Bild: Im Tagesbericht des RKI vom Dienstag entfallen allein 259 neue Fälle auf…
Berlin taz | Anders als in den vergangenen Wochen ist die Zahl der
Corona-Neuinfektionen, die täglich beim [1][Robert-Koch-Institut (RKI)]
gemeldet werden, in dieser Woche kaum noch gesunken. Das zeigen die neusten
Fallzahlen des Instituts. Stattdessen hat sich der über 7 Tage gemittelte
Wert auf einem relativ konstanten Niveau von 900 bis 1.000 Fällen pro Tag
eingependelt.

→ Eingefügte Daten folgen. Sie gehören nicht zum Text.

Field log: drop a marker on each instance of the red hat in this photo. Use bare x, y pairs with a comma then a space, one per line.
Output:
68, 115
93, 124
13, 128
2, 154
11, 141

Die Reproduktionszahl, die angibt, wie viele weitere Menschen
jeder Infizierte im Schnitt ansteckt, schwankte in den letzten Tagen um den
Wert von 1.
„Wir nähern uns einem Plateau der täglichen Fallzahlen an“, erklärte
RKI-Vizepräsident Lars Schaade am Dienstag in seiner Pressekonferenz. Ob
die Zahl von rund 1.000 Neuinfektionen am Tag eine erträgliche
Größenordnung ist, darüber gibt es allerdings unterschiedliche Ansichten –
offenbar auch innerhalb des Robert-Koch-Instituts. Als entscheidend gilt,
ob die Gesundheitsämter in der Lage sind, für alle neuen Fälle die engen
Kontakte zu ermitteln, um sie in Quarantäne zu schicken oder testen zu
können.
Auf die Frage, wo diese Grenze liege, hatte RKI-Vizepräsident Schaade am
24. April noch gesagt, dafür sei erforderlich, „dass diese Fallzahlen auf
wenige hundert pro Tag sinken“. Nur vier Tage später antwortete
RKI-Präsident Lothar Wieler auf die gleiche Frage, er würde „grob von einer
Zahl von 1000 ausgehen“ – was genau jenem Wert entspricht, der erreicht
war, als die Politik [2][weitreichende Lockerungen] der Corona-Maßnahmen
beschlossen hat.
Eine echte Erklärung für diesen Unterschied gibt es nicht. „Das ist
letztlich eine Einschätzungsfrage“, erklärte Schaade am Dienstag –
verbunden mit der Behauptung, wenige hundert und 1000 seien „nicht so weit
auseinander, dass das nun als echter Widerspruch interpretiert werden
kann“.
ifo-Institut gegen zu schnelle Lockerung
Zu einer anderen Einschätzung kommt das Helmholtz-Institut für
Infektionsforschung in einer gemeinsamen Studie mit dem ifo-Institut für
Wirtschaftsforschung, die am Mittwoch veröffentlicht wurde ([3][hier als
pdf]). In dieser wird gefordert, „die Zahl der Neuinfektionen auf rund 300
Fälle pro Tag zu reduzieren“. Erst dann könne davon ausgegangen werden,
dass die Gesundheitsämter in der Lage sind, alle Kontaktpersonen zu
identifizieren.
Helmholtz- und ifo-Institut plädieren deshalb gemeinsam dafür, zunächst nur
leichte, schrittweise Lockerungen der Corona-Beschränkungen vorzunehmen. So
könne die Reproduktionszahl bei 0,75 gehalten werden, bis die Zahl der
täglichen Neuinfektionen auf 300 gesunken ist. Das sei nicht nur aus
gesundheitlicher Sicht vorteilhaft, sondern auch aus ökonomischer.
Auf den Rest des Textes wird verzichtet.